テレビの幼児番組で、それまで放送してきた既存の民話からの路線変更として依頼され、創作された現代童話。創作にあたって、作者には「田舎は神様がお創りになりました。都市は人間が創りました」というパターンだけがあったそうだ。
フォークソングに憧れたギター片手の学生時代、小室等さんの唄が好きになり、氏の代表作『雨が空から降れば』の作詞者として別役実さんを知った。その頃から、演劇にも興味を抱き、別役実さんの難解な戯曲に挑戦し、何度も敗北した後、図書館の片隅でこの童話集に出会った。
平易な言葉で淡々と語られる街の話は、表題作のようなメルヘンだけでなく、ある日突然、スパイにされてしまうという(突拍子もない)小さな事件が主人公の心を揺さぶる秘密主義へのアイロニー【みんなスパイ】、勤勉で働き者の親子が、街の汚染を顧みずに新製品の開発に打ち込む、環境汚染への警鐘【工場のある街】、穴を掘ることで見事な団結を見せる市民たちに、次の目標を与えなければならない指導者の苦悩【穴のある街】、世にも不思議なセツナイ商売の継承劇【ふな屋】、街から始まるSF【白いロケットがおりた街】……そして、人生の意味を探り、業と無常が易しく語られる【一軒の家・一本の木・一人の息子】等、ユニークで深みのある話ばかりだ。

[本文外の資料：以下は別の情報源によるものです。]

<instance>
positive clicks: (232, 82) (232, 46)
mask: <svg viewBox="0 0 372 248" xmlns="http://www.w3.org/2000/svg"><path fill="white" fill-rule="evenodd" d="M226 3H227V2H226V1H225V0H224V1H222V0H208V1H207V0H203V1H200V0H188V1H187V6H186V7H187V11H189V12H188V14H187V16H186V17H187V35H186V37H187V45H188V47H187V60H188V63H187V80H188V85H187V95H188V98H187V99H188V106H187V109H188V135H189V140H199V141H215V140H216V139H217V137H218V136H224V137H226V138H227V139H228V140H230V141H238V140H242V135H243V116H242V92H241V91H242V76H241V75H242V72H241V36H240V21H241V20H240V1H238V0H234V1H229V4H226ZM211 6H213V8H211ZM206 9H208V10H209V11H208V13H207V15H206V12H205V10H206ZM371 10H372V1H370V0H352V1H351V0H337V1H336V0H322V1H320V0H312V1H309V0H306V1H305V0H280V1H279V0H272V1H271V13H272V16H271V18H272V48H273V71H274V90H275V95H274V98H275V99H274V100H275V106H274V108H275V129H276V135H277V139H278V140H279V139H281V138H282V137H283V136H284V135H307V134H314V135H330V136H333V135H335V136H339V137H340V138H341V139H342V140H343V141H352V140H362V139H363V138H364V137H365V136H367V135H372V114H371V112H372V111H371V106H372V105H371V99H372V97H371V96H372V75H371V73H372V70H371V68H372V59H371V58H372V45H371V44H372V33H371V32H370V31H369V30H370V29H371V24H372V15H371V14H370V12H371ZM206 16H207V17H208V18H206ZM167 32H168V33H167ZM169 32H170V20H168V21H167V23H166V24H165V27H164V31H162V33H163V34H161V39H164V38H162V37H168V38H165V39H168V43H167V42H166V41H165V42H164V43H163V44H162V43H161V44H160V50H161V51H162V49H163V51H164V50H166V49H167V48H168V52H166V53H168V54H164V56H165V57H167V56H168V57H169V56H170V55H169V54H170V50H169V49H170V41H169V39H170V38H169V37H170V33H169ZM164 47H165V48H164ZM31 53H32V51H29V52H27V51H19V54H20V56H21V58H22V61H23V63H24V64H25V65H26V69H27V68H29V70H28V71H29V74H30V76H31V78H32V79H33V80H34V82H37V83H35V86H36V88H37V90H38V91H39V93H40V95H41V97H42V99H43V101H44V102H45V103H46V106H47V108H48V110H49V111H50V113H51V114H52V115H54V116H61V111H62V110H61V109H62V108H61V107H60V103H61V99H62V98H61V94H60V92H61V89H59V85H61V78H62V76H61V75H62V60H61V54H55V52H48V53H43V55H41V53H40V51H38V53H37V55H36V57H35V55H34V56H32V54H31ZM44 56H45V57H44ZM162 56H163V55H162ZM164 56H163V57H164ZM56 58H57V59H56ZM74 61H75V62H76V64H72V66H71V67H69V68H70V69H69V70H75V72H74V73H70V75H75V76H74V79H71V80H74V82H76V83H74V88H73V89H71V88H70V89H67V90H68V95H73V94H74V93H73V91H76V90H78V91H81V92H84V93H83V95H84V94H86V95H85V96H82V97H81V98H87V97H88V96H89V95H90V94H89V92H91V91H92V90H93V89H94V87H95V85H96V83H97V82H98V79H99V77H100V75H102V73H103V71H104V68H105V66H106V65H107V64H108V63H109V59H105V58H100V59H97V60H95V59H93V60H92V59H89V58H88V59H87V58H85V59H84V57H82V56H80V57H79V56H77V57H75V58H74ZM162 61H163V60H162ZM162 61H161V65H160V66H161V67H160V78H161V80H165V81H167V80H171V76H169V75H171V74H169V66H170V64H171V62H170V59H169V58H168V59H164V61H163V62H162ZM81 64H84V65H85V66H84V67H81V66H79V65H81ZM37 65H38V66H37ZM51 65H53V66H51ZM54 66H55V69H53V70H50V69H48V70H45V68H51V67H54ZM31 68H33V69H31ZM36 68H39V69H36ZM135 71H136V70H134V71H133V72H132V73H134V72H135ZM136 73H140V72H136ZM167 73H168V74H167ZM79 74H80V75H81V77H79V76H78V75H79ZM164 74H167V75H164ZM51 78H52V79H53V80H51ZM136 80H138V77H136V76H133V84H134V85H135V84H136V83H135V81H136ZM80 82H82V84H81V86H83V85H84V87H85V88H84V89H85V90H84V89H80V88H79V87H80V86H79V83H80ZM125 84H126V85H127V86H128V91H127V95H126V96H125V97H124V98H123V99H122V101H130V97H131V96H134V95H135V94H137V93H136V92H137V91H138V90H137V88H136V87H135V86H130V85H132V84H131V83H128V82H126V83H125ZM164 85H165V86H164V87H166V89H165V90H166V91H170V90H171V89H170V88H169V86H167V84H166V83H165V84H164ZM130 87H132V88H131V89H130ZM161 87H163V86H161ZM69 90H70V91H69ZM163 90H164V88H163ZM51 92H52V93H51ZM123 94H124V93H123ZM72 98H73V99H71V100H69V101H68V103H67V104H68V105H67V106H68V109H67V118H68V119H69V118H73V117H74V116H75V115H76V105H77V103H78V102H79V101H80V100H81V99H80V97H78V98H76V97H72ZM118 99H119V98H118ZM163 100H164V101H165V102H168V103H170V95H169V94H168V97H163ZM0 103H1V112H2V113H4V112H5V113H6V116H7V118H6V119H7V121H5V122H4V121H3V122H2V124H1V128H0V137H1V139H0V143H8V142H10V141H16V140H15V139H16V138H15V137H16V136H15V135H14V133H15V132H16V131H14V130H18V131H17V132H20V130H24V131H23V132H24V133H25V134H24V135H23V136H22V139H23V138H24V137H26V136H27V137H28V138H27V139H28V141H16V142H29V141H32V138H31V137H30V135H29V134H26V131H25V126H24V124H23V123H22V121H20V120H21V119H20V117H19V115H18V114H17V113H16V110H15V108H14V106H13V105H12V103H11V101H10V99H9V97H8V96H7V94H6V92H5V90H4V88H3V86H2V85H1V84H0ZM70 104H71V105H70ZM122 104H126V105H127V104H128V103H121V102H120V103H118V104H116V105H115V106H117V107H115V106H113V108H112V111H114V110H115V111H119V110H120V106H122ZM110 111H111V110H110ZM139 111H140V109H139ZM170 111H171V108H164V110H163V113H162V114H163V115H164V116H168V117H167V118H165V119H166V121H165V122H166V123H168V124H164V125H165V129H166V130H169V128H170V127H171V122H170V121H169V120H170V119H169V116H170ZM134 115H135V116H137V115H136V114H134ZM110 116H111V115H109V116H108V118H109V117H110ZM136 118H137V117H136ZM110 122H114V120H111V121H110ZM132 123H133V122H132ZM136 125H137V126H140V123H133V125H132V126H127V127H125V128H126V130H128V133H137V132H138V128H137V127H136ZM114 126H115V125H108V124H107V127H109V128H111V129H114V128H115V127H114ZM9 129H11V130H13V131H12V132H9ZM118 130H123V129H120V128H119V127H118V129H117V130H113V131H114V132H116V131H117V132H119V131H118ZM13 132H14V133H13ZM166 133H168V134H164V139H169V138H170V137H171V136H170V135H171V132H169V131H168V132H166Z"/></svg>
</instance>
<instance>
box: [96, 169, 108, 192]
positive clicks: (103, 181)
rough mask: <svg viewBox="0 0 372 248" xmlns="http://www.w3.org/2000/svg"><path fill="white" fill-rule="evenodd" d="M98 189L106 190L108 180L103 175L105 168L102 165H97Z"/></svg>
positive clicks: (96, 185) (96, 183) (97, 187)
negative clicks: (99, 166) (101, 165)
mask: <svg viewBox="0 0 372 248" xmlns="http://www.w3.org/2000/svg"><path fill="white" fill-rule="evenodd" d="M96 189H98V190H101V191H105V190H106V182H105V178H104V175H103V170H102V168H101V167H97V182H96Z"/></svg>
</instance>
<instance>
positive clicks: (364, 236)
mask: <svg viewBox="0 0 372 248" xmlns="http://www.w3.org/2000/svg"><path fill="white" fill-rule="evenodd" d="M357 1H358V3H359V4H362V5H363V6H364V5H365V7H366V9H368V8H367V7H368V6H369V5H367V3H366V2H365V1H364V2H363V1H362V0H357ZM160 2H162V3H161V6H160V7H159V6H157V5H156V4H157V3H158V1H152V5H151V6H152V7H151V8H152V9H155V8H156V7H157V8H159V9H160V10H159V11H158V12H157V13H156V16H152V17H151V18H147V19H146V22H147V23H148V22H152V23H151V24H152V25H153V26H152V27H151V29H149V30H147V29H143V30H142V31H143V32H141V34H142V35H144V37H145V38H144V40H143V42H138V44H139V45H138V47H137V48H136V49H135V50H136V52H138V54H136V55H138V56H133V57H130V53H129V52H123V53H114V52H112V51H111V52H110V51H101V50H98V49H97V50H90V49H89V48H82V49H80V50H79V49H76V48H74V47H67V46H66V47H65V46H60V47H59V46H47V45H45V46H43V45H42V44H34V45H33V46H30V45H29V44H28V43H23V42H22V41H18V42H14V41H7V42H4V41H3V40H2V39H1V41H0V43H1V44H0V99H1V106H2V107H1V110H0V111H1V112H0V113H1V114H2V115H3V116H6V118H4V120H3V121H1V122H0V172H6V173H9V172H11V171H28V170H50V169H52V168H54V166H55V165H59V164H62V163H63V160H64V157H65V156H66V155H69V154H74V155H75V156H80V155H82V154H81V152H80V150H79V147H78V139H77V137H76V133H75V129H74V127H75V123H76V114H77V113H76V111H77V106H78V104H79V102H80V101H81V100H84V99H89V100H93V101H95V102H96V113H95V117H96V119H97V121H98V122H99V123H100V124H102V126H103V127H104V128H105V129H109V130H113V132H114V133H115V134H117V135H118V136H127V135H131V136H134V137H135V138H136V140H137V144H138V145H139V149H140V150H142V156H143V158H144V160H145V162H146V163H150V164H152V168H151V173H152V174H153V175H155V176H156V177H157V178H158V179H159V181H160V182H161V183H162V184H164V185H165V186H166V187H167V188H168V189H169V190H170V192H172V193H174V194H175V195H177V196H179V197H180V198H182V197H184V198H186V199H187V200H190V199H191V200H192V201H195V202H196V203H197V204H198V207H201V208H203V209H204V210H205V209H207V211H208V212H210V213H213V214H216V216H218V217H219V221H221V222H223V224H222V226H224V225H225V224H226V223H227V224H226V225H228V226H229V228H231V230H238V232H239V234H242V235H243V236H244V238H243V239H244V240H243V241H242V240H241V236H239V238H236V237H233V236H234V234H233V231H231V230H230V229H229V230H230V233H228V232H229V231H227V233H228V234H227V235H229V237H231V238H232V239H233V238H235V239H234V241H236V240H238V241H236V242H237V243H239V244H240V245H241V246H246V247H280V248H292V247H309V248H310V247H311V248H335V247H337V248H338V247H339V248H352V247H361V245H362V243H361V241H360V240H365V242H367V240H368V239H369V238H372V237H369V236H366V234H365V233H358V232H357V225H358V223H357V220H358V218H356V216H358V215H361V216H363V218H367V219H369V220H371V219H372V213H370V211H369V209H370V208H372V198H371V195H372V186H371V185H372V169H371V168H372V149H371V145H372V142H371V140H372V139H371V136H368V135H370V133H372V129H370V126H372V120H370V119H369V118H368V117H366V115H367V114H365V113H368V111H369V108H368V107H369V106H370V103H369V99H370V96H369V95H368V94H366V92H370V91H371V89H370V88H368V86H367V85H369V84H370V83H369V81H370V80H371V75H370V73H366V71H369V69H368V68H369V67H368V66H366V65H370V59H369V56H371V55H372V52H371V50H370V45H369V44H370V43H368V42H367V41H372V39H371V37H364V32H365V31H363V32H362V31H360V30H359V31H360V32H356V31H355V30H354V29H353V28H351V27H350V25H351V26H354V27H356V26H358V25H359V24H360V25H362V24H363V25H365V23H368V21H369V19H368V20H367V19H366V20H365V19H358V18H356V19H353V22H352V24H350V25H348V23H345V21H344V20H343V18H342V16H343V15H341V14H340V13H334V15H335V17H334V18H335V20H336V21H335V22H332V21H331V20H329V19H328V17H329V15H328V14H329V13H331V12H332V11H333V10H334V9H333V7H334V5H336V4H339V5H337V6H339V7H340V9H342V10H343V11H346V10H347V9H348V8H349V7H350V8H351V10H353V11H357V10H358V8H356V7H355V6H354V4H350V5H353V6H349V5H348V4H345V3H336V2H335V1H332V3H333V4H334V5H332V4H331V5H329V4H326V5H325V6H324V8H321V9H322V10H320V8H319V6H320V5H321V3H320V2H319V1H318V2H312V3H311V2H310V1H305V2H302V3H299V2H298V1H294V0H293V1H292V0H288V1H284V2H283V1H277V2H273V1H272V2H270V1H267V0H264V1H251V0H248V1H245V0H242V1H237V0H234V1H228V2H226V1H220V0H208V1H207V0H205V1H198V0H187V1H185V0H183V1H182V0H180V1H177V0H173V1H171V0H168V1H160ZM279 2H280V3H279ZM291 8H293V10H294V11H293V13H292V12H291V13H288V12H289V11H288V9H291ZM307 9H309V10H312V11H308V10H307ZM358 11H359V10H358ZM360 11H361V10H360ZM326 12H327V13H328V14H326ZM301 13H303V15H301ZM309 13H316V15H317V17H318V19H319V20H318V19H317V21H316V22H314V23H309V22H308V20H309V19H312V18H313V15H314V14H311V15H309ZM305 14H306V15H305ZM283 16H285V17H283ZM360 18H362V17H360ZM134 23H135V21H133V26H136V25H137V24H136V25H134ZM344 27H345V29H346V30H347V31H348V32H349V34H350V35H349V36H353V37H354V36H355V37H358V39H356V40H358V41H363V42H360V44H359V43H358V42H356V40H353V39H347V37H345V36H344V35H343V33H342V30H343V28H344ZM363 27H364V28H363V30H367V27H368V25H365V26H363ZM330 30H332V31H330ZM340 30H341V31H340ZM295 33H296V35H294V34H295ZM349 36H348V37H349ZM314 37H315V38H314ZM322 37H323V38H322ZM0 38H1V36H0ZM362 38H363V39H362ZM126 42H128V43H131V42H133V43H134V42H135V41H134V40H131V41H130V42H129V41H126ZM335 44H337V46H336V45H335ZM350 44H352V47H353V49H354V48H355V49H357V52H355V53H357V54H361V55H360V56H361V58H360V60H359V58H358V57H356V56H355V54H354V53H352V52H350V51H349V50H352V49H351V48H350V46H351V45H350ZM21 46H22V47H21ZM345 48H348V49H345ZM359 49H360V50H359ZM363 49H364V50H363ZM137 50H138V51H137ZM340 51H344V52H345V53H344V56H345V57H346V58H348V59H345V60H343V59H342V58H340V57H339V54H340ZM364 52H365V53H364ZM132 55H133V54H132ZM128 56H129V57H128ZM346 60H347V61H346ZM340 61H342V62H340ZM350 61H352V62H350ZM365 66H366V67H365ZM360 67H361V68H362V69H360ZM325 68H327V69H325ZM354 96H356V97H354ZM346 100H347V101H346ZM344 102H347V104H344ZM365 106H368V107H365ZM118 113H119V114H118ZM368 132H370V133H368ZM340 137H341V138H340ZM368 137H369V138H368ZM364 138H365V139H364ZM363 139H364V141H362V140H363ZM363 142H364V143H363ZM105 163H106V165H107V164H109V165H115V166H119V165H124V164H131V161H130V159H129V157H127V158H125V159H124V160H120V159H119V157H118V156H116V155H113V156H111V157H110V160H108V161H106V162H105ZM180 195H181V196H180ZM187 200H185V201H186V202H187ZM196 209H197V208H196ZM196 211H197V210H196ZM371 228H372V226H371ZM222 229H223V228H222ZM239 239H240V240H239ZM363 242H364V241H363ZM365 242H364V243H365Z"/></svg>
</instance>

今回、この原稿を書く為、図書館から借りてきて再読した。独得の面白さに再び感動するとともに、三無主義を気取って背伸びしていた当時の自分の外面とは裏腹に、内側に秘めていた創作への情熱を思い出した。つまり、私の創作は、ここいら辺りを原点とし、同時にここいら辺りを目指していると再確認した。そんなこんなで、またまた思いを新たにし、創作に向かいたいと真摯に思う冬の夕暮れなのだった。